Data products that are streams are typically based on Cloud Pub/Sub. For more details review this section of the Data Mesh guide.
To illustrate how data streams are produced and consumed we will use two Dataflow pipelines - one to generate the input for the product and another one to produce curated data to be consumed.
Build the base infrastructure of a data mesh organization as described in the parent README. It will create all the necessary resources and set up a number of Terraform variables needed for the scripts in this folder.
Ensure you have Java 11 or newer compiler installed - it's needed to build the Dataflow ingest and consumption pipelines.
In this step a new Pub/Sub topic is created where the source payloads will be published. Also, a Cloud Storage bucket is created to store Dataflow deployment artifacts.
cd ingest-infrastructure
terraform init
terraform apply
cd ..
Once the infrastructure is created, store the resource ids of the newly created artifacts
source get-ingest-infra-ids.sh
This step uses a Google-provided Streaming Data Generation Dataflow template. It will generate Pub/Sub messages with a JSON payload based on event-generator-template.json . These messages will be written to an input topic in the domain's base data project.

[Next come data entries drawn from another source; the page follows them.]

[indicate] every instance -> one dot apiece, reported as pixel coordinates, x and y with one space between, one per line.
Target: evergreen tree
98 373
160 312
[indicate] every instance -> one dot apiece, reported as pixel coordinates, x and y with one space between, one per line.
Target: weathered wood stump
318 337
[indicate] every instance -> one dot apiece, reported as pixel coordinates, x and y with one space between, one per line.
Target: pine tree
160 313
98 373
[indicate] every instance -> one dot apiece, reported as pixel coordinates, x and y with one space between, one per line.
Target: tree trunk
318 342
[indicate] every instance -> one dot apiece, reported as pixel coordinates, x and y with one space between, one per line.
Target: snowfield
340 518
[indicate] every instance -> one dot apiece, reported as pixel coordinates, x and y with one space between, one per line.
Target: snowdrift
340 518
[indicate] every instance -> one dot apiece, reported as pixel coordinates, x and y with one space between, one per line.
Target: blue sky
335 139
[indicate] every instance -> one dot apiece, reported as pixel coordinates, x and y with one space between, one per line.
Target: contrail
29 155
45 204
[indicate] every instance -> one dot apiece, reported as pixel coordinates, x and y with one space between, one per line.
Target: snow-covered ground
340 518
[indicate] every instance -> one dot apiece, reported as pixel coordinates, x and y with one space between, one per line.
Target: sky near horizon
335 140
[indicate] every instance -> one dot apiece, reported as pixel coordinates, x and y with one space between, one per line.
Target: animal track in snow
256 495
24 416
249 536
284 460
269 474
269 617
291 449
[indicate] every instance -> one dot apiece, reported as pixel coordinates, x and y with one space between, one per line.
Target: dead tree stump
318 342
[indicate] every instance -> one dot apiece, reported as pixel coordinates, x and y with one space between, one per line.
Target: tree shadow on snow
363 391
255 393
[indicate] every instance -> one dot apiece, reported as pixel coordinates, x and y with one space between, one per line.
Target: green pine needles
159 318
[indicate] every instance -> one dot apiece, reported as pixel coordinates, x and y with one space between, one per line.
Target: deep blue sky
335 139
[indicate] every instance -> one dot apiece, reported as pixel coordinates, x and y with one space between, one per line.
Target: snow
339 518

./start-event-generation.sh <messages-per-second>
Selecting messages-per-second
parameters in low hundeds range is a good option
for this demo.
./start-product-pipeline.sh
Once both the event generation and product pipelines start, it can take several minutes before the data appears in the destination tables and topics.
Navigate to the pipeline monitoring URL printed to the console by
the start-product-pipeline.sh
script. The pipeline graph will be similar to
the one below.
This pipeline performs several steps typical to ingestion pipelines:
- Validation (Parse Payload, Process Invalid Messages)

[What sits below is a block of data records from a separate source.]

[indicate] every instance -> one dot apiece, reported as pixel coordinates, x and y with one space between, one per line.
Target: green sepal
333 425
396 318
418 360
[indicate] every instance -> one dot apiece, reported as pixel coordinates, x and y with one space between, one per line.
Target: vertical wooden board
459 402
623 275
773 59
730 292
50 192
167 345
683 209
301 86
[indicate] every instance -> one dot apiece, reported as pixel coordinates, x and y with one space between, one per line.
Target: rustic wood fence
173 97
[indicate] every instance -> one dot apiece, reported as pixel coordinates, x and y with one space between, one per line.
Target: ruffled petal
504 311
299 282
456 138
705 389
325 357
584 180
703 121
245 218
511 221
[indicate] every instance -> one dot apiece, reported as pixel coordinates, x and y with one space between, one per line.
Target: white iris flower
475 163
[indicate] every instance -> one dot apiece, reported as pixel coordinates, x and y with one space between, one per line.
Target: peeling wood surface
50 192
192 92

- Enrichment (Enrich Clicks)
- Persistence of the enriched data to the analytical data store (Persist Clicks to BQ)
- Streaming analytics (Generate Stats, Publish Stats)
Streaming analytics branch of the pipeline generates data which is exposed as a data product - the statistics generated are published to a Pub/Sub topic, which is tagged with the product tag template.

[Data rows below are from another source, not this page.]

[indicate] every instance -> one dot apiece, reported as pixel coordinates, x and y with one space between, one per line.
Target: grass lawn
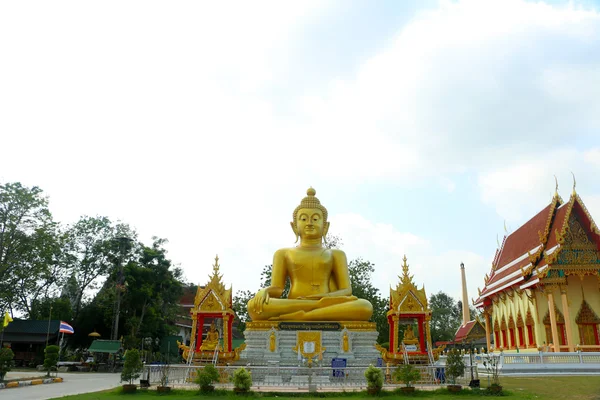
543 388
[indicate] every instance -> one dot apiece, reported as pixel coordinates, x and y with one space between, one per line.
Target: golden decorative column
428 331
396 320
226 332
488 343
565 304
552 312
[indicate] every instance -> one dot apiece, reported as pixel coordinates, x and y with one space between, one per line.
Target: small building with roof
543 287
27 339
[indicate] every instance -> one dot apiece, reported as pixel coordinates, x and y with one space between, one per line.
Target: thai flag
66 328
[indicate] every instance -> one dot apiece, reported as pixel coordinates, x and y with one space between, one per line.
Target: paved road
75 383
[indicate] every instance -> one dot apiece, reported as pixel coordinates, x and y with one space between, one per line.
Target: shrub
492 363
374 377
206 377
407 374
50 358
6 361
455 365
132 367
242 380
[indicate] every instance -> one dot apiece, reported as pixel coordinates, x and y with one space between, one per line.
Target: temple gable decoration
408 305
212 302
407 297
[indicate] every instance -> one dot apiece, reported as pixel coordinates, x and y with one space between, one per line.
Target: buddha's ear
295 231
325 229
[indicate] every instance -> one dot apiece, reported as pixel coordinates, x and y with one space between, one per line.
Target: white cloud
385 246
159 115
520 190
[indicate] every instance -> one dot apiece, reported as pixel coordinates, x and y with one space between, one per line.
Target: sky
425 127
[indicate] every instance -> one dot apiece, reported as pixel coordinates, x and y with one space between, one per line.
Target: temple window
511 329
587 322
560 327
505 343
497 334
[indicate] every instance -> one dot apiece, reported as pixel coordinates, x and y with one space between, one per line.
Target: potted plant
164 379
492 364
455 367
50 358
408 375
132 369
206 377
242 380
6 361
374 378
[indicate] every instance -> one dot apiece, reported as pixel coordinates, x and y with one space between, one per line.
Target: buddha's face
310 223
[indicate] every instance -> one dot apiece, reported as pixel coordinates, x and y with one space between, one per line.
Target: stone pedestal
361 345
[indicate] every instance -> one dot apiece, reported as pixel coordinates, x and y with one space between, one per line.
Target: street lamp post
119 284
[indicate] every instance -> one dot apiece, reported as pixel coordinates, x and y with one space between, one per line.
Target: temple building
543 289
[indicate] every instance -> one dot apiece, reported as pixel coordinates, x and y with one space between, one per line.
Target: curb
29 383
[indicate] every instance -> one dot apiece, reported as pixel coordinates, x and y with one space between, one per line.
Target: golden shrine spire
215 278
405 279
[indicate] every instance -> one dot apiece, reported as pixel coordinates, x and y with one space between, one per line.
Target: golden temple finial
405 278
215 278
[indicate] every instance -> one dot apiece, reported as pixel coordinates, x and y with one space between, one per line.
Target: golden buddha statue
211 341
320 283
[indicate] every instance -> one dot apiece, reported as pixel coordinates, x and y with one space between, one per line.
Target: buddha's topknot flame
310 201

Potential customers can find this data stream product by using this command from the root directory of this repo:
bin/search-products.sh "web traffic"
The output will be similar to this:
[
{
"integratedSystem": "CLOUD_PUBSUB",
"linkedResource": "//pubsub.googleapis.com/projects/your-data-mesh-domain-product/topics/web-traffic-stats-v1",
"modifyTime": "2022-10-07T02:34:55Z",
"relativeResourceName": "projects/your-data-mesh-domain-product/locations/global/entryGroups/@pubsub/entries/cHJ...djE",
"searchResultSubtype": "entry.data_stream.topic",
"searchResultType": "ENTRY"
}
]
This means that there is a Pub/Sub topic which matches the search description.
To get the details about the topic, copy the value of relativeResourceName
from the search result and run
bin/show-entry-details.sh <relativeResourceName>
This will print content of all the tags on this resource:
[
{
"fields": {
"access_request_link": {
"displayName": "Access request link",
"order": 2,
"stringValue": "https://streaming-network-events.wiki.corp/v1/access"
},
"business_owner": {
"displayName": "Business owner",
"order": 7,
"stringValue": "[email protected]"
},
"data_domain": {
"displayName": "Data domain",
"enumValue": {
"displayName": "Operations"
},
"order": 11
},
"data_product_description": {
"displayName": "Data product description",
"order": 8,
"stringValue": "15 minute web click counts per region generated every 5 minutes"
},
"data_product_name": {
"displayName": "Data product name",
"order": 9,
"stringValue": "Web traffic statistics v1"
},
"data_product_status": {
"displayName": "Data product status",
"enumValue": {
"displayName": "RELEASED"
},
"order": 1
},
...
"documentation_link": {
"displayName": "Documentation Link",
"order": 3,
"stringValue": "https://streaming-network-events.wiki.corp/v1/overview"
},
"technical_owner": {
"displayName": "Technical owner",
"order": 6,
"stringValue": "[email protected]"
}
},
"name": "projects/your-data-mesh-domain-product/locations/global/entryGroups/@pubsub/entries/cHJvamVjdHMvZ2NwLWRhdGEtbWVzaC1kb21haW4tcHJvZHVjdC90b3BpY3Mvd2ViLXRyYWZmaWMtc3RhdHMtdjE/tags/CcwopuLMtY1T",
"template": "projects/your-data-mesh-central-catalog/locations/us-central1/tagTemplates/data_product",
"templateDisplayName": "Data Product"
},
{
"fields": {
"description": {
"displayName": "Description",
"stringValue": "Web traffic by location statistics v1"
},
"schema_ref": {
"displayName": "Enforced PubSub topic schema",
"stringValue": "https://console.cloud.google.com/cloudpubsub/schema/detail/web_traffic_stats_v1?project=your-data-mesh-domain-product"
}
},
"name": "projects/your-data-mesh-domain-product/locations/global/entryGroups/@pubsub/entries/cHJ...jE/tags/CU...D",
"template": "projects/your-data-mesh-central-catalog/locations/us-central1/tagTemplates/pubsub_topic_details",
"templateDisplayName": "PubSub Topic Details"
}
]
Note: typically an organization will build a custom UI to visualize the Data Catalog tags to the end user.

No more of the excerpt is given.